A young man appears in an entrance. He cannot be more than twenty years old. He is taken aback to be summoned by name.

Plastic approaches, but not too close.

‘You’re Boris?’ he calls across the gap.

The young man gives a nod.

‘Slavo sent me. He said you would be here. He said you play violin.’

The young man stares for a long while. Then he disappears inside, and Plastic follows. The place is a death trap, with rusting tanks burst open, and great pipes ready to fall at any moment from the ceiling. There is a bed here, and several books, and it smells of rat piss and cooking.

‘You live alone?’

Boris nods.

‘My grandmother was with me,’ he says. ‘She died a while ago.’

He has his violin in his hand. It is strung with wires he must have made himself. He plays a slow and enigmatic air.

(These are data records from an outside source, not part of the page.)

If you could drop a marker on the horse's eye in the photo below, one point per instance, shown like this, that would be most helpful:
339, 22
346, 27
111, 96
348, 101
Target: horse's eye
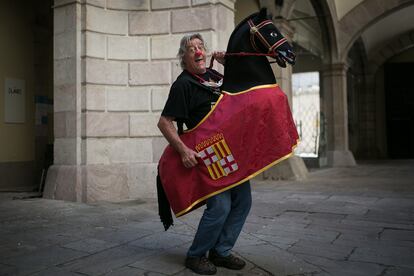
273, 34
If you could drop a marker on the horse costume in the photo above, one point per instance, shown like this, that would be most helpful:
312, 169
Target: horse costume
248, 130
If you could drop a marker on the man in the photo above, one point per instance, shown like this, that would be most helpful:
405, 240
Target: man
191, 97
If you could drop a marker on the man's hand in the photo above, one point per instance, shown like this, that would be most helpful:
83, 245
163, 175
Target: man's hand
189, 157
220, 57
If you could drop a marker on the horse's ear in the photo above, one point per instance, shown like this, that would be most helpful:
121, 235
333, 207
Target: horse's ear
263, 13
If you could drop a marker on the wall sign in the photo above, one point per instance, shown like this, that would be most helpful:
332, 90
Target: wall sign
14, 101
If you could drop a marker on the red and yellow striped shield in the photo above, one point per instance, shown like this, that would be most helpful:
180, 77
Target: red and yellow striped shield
217, 157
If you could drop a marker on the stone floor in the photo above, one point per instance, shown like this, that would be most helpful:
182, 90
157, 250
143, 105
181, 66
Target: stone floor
348, 221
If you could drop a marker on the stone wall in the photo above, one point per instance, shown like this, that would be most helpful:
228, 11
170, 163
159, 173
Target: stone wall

Hearing the music, Plastic pictures himself walking along an empty road. Far ahead he sees people running towards him. When they draw close, they gesticulate fearfully to where they have come from, warning him against going there. They have no time to stop, and continue frantically on their way.

More people come, and more — and the line of people fleeing soon becomes so dense that Plastic is forced to walk by the side of the road so they may pass. He shields his eyes to look at the horizon ahead, but he can see nothing: no smoke, no flames, no dust. ‘What are you running from?’ he asks the crowd, but there is no answer.